Pour prononcer une sanction sur le fondement de l’article L. 8253-1 du code du travail, l’administration doit apprécier, au vu notamment des observations éventuelles de l’employeur, si les faits sont suffisamment établis et, dans l’affirmative, s’ils justifient l’application de cette sanction administrative, au regard de la nature et de la gravité des agissements et des circonstances particulières à la situation de l’intéressé. De la même façon, le juge peut, après avoir exercé son plein contrôle sur les faits invoqués et la qualification retenue par l'administration, tant s’agissant du manquement que de la proportionnalité de la sanction, maintenir la contribution, au montant fixé de manière forfaitaire par l’article R. 8253-2 du code du travail, ou en décharger l’employeur.

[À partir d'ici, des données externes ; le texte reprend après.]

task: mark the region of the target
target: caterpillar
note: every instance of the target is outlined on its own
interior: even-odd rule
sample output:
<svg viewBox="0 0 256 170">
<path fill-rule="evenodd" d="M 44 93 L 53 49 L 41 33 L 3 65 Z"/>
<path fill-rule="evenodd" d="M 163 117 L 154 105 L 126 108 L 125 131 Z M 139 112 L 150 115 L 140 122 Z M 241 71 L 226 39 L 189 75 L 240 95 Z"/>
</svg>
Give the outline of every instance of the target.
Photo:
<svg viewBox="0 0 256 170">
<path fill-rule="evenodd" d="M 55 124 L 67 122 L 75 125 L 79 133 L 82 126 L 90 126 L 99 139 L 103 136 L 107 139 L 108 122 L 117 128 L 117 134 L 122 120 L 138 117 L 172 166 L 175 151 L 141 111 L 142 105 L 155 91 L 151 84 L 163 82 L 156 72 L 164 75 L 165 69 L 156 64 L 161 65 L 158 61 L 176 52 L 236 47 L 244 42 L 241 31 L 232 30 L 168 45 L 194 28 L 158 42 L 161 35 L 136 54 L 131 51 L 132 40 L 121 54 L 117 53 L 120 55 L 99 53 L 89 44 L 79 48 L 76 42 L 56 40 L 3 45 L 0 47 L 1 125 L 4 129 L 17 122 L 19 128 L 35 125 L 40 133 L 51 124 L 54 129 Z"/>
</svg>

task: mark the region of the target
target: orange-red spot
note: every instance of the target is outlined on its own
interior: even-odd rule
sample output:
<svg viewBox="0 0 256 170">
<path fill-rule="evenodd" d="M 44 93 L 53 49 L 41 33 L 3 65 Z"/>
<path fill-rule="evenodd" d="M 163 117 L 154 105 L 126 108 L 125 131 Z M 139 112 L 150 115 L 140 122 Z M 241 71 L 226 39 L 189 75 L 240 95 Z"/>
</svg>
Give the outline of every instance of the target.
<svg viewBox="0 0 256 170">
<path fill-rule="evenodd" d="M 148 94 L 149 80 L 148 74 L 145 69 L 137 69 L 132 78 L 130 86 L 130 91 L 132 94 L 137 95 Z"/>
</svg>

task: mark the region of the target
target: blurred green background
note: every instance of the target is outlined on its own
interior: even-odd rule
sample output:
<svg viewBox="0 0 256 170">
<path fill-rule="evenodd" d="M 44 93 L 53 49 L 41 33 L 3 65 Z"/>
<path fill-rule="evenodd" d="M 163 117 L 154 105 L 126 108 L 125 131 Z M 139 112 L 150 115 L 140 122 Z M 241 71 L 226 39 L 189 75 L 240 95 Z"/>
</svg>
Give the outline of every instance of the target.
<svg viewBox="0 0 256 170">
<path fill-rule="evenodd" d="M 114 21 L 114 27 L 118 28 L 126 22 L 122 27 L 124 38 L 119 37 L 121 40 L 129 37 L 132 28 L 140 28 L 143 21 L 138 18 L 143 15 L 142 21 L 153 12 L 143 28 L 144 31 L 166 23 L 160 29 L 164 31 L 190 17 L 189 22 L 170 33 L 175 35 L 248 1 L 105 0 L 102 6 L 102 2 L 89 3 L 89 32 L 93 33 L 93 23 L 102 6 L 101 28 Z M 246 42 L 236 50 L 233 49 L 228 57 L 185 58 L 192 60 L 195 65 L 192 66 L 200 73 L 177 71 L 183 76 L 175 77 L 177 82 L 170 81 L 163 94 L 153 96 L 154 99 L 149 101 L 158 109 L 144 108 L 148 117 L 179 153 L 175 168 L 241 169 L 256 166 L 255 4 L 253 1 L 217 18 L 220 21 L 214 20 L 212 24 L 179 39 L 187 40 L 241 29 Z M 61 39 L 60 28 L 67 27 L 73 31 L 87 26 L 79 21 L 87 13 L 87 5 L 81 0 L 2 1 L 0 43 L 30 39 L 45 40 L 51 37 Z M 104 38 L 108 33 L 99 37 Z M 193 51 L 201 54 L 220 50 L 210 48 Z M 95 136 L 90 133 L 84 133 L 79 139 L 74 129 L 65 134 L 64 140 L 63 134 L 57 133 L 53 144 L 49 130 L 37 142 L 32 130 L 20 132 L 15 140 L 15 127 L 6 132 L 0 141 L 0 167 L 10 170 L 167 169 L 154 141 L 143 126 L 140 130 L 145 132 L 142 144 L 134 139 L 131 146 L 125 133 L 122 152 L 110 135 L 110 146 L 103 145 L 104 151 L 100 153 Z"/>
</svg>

Si le requérant soutient que la décision attaquée méconnaît les dispositions précitées du code du travail, il n’assortit pas son moyen des précisions suffisantes permettant d’en apprécier le bien-fondé. Par ailleurs, la circonstance que M. C... ait cru que le ressortissant algérien ait été en règle sur le plan administratif n’est pas de nature à démontrer la méconnaissance par l’OFII des dispositions précitées. Enfin, à supposer que M. C... soutienne que le salarié aurait pu être lui-même auto-entrepreneur, de sorte qu’aucun lien de subordination ne puisse être relevé, il ne l’établit pas. Le moyen doit être écarté.
En dernier lieu, à supposer que le requérant soutienne que la décision attaquée ait été prise sans appréciation réelle des faits, qu’elle soit disproportionnée et qu’elle mette en péril son activité, il ne l’établit pas. Dès lors, les moyens doivent être écartés.
Il résulte de tout ce qui précède que les conclusions de M. C... tendant à l’annulation de la décision du 1er septembre 2022 ne peuvent qu’être rejetées ainsi que, par voie de conséquence, les conclusions présentées au titre de l’article L. 761-1 du code de justice administrative.
Par ces motifs, le tribunal décide:
Article 1er : La requête de M. C... est rejetée.
Article 2 : Le présent jugement sera notifié à M. B... C... et à l’Office français de l’immigration et de l’intégration.
Délibéré après l’audience du 29 février 2024, à laquelle siégeaient :
Mme Bories, présidente,
M. Bourragué, premier conseiller,
Mme Goudenèche, conseillère,
Assistés de Mme Nimax, greffière.
Rendu public par mise à disposition au greffe le 14 mars 2024.
Le rapporteur,
signé
S. BourraguéLa présidente,
signé
C. Bories
La greffière,
signé
S. Nimax
La République mande et ordonne au ministre de l’intérieur et des outre-mer en ce qui le concerne, ou à tous commissaires de justice à ce requis en ce qui concerne les voies de droit commun contre les parties privées, de pourvoir à l’exécution de la présente décision.